Someone that cares has every right to be angry.
Did you lose someone to suicide or something?
Edit:
I've never thought about suicide, apart from weird daydreaming, nor I have lost someone like that, so I was not sure why I was so passionate about this after reading your comment, but I think I know why now: it is like a form of unintentional guilt-tripping. And those piss me off.I was going to say, our talks on this have had you a bit more emotionally budged too, which is what had me assume you must have dealt with something like it in the past.
So you're this entitled towards another's autonomy with no actual experience in the subject?
I have experience in entitled behaviour and I think the idea that you should not be angry at someone, because that someone is sad, is an entitled idea.
You can do that without a sense of perceived ownership over the other person's life though.
People come and go, and it's not really up to us how long that a connection with someone lasts beyond our contributions towards it.
This is not about a sense of ownership. You are again missing the point. Even if it's not a suicide and someone just leaves your life for any reason, that someone must consider the impact it would have on their friends. In most cases it is OK ofc, because normal cases are reasonable: a new job, going away from bad memories, moving with a partner, getting away from a bad situation, etc. Suicide is not reasonable. A true friend should accept something reasonable, suicide is like doing drugs, but far worse, it is self-destructive and wrong. Should you not be disappointed at someone doing drugs?
So you become responsible for the damage you do to your friend and so does he towards you.
Like Jim said, it's you hurting yourself over your attachment to your friend. The person trying to die isn't doing it specifically to try to hurt other people's feelings (typically), and it makes as much even less sense as yelling at someone for wanting to move away.
The motivation can soften the impact, but the impact is still there.
It does not feel like Alena is doing any guilt-tripping actually. It is her defenders, they are those that try to guilt-trip Spatial. I was speaking in the context where the one that attempted suicide acted like that, but Alena is not doing it herself.
You at least don't just see it as "people trying to paint Spatial as the villain" now, right?
No, that was and still is just you doing it.
Why should you care about someone that does not care about you?
So you think someone trying to kill themselves must not care about those it'd hurt?
Yes, even if they insist they do and that it may even be the reason for their suicide. I do not believe they see it objectively. I do not fault them, considering their condition at that time, but it is still like that.
You condemn the people who do not show empathy but instead feel spited, as if they expect that random strangers won't kill themselves for their benefit, but it is about those close to you, not randoms. If you do not care about them, then they shouldn't care about you or give you the support you mention.
Someone can express to their suicidal buddy that they don't want them to die or would rather they not die without being aggressive in ways that could potentially push them to succeed.
Yeah, I never talked about how you should handle the anger you feel.

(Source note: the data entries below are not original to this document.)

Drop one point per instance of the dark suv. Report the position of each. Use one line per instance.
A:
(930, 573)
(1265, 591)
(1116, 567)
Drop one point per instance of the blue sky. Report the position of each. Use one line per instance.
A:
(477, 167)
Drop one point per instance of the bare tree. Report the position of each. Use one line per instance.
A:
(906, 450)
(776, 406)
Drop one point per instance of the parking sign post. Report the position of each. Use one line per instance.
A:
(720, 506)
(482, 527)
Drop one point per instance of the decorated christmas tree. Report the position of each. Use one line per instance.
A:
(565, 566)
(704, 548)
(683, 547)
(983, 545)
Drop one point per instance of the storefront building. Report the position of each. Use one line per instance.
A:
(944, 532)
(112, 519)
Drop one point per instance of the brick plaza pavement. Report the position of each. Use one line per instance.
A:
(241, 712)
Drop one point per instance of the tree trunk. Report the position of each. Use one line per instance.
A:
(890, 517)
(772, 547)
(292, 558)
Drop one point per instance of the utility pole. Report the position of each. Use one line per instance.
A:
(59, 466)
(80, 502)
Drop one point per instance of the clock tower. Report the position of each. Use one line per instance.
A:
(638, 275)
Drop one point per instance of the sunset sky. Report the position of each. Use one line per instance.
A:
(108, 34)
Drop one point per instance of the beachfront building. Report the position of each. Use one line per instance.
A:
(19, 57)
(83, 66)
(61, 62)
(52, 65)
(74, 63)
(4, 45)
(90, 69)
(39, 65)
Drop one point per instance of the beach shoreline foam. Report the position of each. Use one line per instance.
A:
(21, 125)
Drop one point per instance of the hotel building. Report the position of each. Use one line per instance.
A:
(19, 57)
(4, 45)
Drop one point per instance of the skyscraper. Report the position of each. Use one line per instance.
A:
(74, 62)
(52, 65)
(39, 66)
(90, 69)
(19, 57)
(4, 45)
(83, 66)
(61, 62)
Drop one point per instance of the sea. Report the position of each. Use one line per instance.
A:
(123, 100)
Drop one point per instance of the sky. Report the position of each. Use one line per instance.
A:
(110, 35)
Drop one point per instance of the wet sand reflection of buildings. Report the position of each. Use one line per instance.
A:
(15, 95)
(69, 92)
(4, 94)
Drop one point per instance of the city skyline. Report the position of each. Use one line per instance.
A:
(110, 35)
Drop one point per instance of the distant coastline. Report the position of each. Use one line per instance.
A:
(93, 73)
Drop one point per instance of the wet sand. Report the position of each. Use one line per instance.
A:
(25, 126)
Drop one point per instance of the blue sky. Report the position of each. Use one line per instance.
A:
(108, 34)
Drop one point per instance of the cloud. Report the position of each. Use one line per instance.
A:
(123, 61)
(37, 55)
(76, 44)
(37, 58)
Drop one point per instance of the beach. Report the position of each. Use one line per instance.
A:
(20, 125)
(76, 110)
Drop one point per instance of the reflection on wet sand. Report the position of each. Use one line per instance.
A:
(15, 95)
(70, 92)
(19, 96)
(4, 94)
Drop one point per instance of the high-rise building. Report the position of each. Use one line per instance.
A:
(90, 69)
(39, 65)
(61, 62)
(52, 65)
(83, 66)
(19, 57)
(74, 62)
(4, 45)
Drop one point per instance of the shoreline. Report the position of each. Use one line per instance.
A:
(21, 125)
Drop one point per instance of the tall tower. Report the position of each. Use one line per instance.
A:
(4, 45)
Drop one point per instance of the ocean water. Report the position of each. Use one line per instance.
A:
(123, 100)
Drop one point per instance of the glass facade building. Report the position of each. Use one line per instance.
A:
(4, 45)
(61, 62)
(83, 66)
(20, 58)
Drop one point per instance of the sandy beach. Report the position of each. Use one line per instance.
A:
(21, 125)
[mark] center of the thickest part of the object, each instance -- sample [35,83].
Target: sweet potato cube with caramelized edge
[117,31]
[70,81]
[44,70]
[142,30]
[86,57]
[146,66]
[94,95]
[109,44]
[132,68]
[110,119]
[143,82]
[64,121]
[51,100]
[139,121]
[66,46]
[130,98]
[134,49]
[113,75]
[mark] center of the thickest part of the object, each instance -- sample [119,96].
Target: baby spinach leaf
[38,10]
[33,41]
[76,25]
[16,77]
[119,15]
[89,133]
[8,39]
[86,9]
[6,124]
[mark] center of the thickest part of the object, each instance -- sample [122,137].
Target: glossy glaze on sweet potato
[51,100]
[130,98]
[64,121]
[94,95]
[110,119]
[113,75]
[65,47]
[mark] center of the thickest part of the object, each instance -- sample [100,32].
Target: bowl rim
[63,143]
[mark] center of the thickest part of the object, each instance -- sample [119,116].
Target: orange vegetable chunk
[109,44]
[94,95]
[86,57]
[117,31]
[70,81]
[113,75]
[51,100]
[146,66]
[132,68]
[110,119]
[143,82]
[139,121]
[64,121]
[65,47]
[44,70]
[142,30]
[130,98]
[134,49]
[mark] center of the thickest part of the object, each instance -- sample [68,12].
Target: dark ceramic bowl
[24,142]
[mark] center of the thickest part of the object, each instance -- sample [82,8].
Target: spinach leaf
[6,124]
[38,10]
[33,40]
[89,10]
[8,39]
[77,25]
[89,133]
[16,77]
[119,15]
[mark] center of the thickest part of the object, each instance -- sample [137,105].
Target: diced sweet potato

I can understand having empathy toward your fellow human being and why you are angry at people who put their feefees over the life of someone. But you do not understand having anger towards a friend who hurt you. Both apply at the same time.
I think the one trying to suicide takes precedence over some hurt feelings from people who are otherwise mortally safe.
Suicide is hurt feelings manifest.
Maybe if your friends viewed suicide as a good option I would see your point more clearly. I do not. If I believed that suicide is the right choice, I could accept it. But I do not believe in religions or that killing yourself is how you should relief yourself. Unless you have an incurable disease that makes your life misery. So when someone kills themselves for other reasons, I just see it as a quick fix that they chose and hurt their friends in the process.
Have you perhaps figured how intense suicidal feelings must be for it to take precedence over other things?
I am sure it sucks. But you can't let emotions cloud your judgment. Otherwise, have you considered how angry someone is before they commit murder(in a lot of cases)? It does not excuse the behaviour. It only complicates the solution, as you have to handle it delicately to defuse the suicidal ideas.